To observe the balls, we use a global signal named `draw`

on
which each ball will emit its state. All the emitted states are
collected into a list.

signal draw default [] gather (fun x y -> x :: y) ;;

The behavior of a ball bouncing into the limit of the box can be programmed as follows.

let process move state = loop (* emit the position *) emit draw state; (* compute the new position *) let pre_vx, pre_vy = last ?state.speed in let pre_x, pre_y = last ?state.pos in let vx = if box.left < pre_x && pre_x < box.right then pre_vx else -. pre_vx in let vy = if box.bot < pre_y && pre_y < box.top then pre_vy else -. pre_vy in let x, y = (pre_x +. vx, pre_y +. vy) in (* update the state *) emit state.speed (vx, vy); emit state.pos (x, y); pause end

The process is an infinite loop that first emits the current state, then computes the new position and then finally updates the state.

Let us now create a state. To do that, we have to define auxiliary functions. The first one associates a color to an integer.

let color_of_int n = match n mod 7 with | 0 -> Graphics.rgb 220 20 60 | 1 -> Graphics.blue | 2 -> Graphics.rgb 34 139 34 | 3 -> Graphics.red | 4 -> Graphics.rgb 150 150 150 | 5 -> Graphics.black | 6 -> Graphics.magenta | _ -> Graphics.black

The second function creates a vector of norm `k`

.

let random_speed k = let alpha = Random.float 7. in (k *. cos alpha, k *. sin alpha)

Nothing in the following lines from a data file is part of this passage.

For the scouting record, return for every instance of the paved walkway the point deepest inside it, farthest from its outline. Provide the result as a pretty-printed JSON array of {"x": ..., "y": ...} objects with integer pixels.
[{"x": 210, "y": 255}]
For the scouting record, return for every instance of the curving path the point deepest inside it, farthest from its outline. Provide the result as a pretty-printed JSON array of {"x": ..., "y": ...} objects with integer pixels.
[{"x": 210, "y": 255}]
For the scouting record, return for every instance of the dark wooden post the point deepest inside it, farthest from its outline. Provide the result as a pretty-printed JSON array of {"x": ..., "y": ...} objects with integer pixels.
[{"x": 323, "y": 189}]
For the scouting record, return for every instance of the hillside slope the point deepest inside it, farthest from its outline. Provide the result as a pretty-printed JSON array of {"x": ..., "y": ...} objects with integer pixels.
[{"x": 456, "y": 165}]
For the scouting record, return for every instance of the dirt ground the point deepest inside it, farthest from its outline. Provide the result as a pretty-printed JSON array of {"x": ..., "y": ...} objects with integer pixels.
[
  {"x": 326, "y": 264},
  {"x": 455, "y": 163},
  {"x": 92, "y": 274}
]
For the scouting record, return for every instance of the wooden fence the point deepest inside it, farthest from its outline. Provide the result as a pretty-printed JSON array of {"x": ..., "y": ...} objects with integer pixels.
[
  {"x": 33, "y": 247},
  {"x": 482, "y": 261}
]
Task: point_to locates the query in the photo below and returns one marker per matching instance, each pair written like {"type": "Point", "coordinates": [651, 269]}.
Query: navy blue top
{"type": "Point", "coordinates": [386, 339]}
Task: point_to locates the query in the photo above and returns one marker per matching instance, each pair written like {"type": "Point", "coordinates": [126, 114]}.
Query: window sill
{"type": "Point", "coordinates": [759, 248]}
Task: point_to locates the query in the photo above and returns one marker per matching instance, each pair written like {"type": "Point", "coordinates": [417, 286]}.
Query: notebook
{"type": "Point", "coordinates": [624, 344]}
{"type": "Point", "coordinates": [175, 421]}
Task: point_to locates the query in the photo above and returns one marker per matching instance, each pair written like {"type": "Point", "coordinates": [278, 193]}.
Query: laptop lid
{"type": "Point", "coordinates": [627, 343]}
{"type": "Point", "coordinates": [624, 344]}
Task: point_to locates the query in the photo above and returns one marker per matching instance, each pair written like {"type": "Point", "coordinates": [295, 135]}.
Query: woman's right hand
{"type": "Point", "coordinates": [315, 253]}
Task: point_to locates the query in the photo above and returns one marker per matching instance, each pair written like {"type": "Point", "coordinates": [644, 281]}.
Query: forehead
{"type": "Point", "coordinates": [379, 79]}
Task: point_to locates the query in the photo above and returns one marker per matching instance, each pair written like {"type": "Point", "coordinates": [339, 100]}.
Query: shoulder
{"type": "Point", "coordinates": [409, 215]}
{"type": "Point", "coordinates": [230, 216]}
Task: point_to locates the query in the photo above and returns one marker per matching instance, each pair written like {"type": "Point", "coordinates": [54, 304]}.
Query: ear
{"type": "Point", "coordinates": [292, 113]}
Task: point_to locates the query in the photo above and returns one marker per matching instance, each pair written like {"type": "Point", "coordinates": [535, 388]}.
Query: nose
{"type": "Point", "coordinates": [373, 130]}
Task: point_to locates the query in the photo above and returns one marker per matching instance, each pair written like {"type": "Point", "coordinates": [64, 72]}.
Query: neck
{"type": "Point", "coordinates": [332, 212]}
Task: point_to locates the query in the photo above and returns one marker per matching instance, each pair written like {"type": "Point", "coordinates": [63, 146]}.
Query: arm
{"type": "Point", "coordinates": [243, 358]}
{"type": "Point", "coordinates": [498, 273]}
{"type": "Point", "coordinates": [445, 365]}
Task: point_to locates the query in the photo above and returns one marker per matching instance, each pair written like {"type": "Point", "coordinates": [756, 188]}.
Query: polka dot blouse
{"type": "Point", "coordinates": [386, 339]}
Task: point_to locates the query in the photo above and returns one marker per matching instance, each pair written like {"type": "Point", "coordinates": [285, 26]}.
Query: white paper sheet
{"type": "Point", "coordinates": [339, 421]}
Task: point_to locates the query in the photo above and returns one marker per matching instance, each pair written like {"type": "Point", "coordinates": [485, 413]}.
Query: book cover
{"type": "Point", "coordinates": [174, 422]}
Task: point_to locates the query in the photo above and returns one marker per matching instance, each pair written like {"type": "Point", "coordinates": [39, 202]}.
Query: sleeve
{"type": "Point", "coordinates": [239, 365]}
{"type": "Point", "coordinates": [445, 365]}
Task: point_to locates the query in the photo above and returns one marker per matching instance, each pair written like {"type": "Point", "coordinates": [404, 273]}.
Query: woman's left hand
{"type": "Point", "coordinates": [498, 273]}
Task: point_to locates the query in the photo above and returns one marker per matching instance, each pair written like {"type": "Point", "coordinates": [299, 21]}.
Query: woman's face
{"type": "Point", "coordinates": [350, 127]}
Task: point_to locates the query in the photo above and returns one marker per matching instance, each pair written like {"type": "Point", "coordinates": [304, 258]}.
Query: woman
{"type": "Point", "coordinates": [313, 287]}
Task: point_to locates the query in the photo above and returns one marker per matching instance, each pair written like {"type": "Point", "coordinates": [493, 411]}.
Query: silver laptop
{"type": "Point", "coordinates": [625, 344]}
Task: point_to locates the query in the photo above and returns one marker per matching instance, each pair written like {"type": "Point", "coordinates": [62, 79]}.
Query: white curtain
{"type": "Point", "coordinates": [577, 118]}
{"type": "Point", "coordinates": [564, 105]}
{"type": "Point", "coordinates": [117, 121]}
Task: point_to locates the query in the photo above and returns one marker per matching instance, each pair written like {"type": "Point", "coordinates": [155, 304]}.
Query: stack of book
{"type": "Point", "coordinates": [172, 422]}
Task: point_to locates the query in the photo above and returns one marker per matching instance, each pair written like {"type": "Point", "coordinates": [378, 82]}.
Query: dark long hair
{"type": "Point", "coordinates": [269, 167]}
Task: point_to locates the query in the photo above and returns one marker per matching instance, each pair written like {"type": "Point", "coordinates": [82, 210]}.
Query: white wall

Now, a function which creates a value of type `state`

can be
defined as follows.

let new_state () = signal pos default ((box.right -. box.left) /. 2., (box.top -. box.bot) /. 2.) gather (fun x _ -> x) in signal speed default random_speed 2. gather (fun x _ -> x) in let color = color_of_int (Random.int 7) in { pos = pos; speed = speed; radius = 25.; color = color; }

The default value of the signal `pos`

is the center of the
box. The combination function only keeps one of the values emitted
during an instant.

Let us create a ball:

#run (move (new_state ())) ;;

To observe the position of the ball, we program a process which
displays the value of the `draw`

signal.

let process window = loop await draw (all) in Graphics.clear_graph(); List.iter (fun state -> let x, y = last ?state.pos in Graphics.set_color state.color; Graphics.fill_circle (int_of_float x) (int_of_float y) (int_of_float state.radius)) all end

#run window ;;

Now we want to create a ball which is duplicated each time a
signal `split`

is emitted.

signal split default () gather (fun () () -> ()) ;;

We first define a function which creates a new state from an existing one.

let new_state' state = signal pos default last ?state.pos gather fun x _ -> x in signal speed default random_speed 2. gather fun x _ -> x in let radius = max 1. (state.radius -. state.radius /. 5.) in let color = color_of_int (Random.int 7) in { pos = pos; speed = speed; radius = radius; color = color; }

Dynamic creation is achieved by combining recursion and parallel composition.

let rec process ball state = do run (move state) until split -> run (ball (new_state' state)) || run (ball (new_state' state)) done

#run (ball (new_state ())) ;;

Finally, each time we emit the `split`

event, the ball is duplicated.

emit split ;;

emit split ;;

Warning the JavaScript interpreter can stop if there is to many balls.